Although this is the final verse we read today, to me it summarizes the principle message behind today’s Gospel. This verse was first shared with me while I was in college participating in an event run by FOCUS, a Catholic group on campus. The missionary at the time opened the event in prayer and quoted this verse to emphasize the significance of the 20 of us meeting together to grow in our faith. We often feel the necessity to internalize our spiritual lives in today’s world, but today’s Gospel proves that the exact opposite stands to be true.
Strength in Numbers
If today we were to be in physical fight or battle, we would typically want as many people there to fight alongside us. Yet, in fights and battles of the spiritual nature we typically feel the need to fight alone.
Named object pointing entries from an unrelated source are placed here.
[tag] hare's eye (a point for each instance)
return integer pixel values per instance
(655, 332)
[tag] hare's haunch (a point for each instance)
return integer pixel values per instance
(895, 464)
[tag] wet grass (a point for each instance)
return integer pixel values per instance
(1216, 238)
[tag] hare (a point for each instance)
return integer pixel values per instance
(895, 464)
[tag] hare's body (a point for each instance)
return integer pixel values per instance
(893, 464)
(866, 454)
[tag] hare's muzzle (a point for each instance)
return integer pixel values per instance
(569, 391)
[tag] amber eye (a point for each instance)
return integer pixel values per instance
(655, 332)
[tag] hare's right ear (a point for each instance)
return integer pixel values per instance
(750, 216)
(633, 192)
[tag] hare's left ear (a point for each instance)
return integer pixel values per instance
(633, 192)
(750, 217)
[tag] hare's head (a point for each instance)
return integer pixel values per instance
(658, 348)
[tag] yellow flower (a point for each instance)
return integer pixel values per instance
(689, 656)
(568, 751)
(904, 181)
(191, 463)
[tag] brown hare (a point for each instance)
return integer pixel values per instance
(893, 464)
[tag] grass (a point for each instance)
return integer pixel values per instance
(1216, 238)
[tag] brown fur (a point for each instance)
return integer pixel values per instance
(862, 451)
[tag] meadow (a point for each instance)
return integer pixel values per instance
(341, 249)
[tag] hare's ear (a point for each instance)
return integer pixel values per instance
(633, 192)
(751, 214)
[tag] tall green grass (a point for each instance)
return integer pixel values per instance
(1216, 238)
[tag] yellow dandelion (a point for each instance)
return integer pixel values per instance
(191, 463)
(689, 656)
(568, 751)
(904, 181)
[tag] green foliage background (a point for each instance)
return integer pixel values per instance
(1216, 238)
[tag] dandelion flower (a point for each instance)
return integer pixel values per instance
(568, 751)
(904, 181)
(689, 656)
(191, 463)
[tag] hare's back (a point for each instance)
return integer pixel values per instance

There are many twisted reasons on why we are drawn to individuality when spiritually fighting, but the main one is the devil. The devil knows the reality of the fight. He knows that he is easily beaten when we fight alongside one another against him. For him, a key strategy to get us to fall into desolation and despair is to make us feel as alone as possible in our struggles. I first learned about the reality of the strength in numbers while in college. I was challenged to open about my struggles and fears to other men, which at the time I thought I would be shunned for. Thankfully the exact opposite happened. They showed mercy, compassion, and even opened up about their struggles against the same sins. It was liberating to know I wasn’t “odd” for my struggles and that just about every other person either was or had fought the same battle as me. It allowed them to both love better and hold me to a higher standard of life. The main point I am making here is that we, as Chirstians, need to be united with one another. Not just in the joys and victories, but in the struggles and battles. This is how we can win the fight that we all so ardently desire to win.
Banding Together Through Prayer
The idea of group prayer is not that we all meet up on a Tuesday night and take turns praying over one another. Although there is great power in verbally praying with others, today I want to focus on offering prayers for each other. Over the past few years there have been a few situations in my life that have felt quite overwhelming. The trials and fears of these situations came to a point where I felt like my singular daily prayer no longer sufficed. It was then that I decided to invite close friends into prayer with me. Again, I’m not talking about them coming over and praying with me. Rather, I asked them to offer prayers or sacrifices for my intentions. I truly believe God desired me to walk alongside these men through these situations because a great amount of weight was lifted off my shoulders after I requested their offerings. Think of it as a petition that a whole town may sign to bring about change in their area. Likewise, when we join in group prayer our petition to the Lord is loud.
I will admit the idea of opening up to others can be truly frightening. Unfortunately, there is no way to truly overcome this fear except through actively trying. I was someone who was very afraid of opening myself up and this was the strategy I used. I chose a small group of men that I trusted the most in my life. Then I slowly opening up about small things until I worked up the courage to share the big things. There is no quick solution to being great at opening up, but we can look to scripture once more for further motivation to join our brothers and sisters in battle.
Where one alone may be overcome, two together can resist. A three-ply cord is not easily broken. Ecclesiastes 4:12
And as we open our hearts to our brothers and sisters in Christ, we also open our hearts more to God and allow him to be more present with us.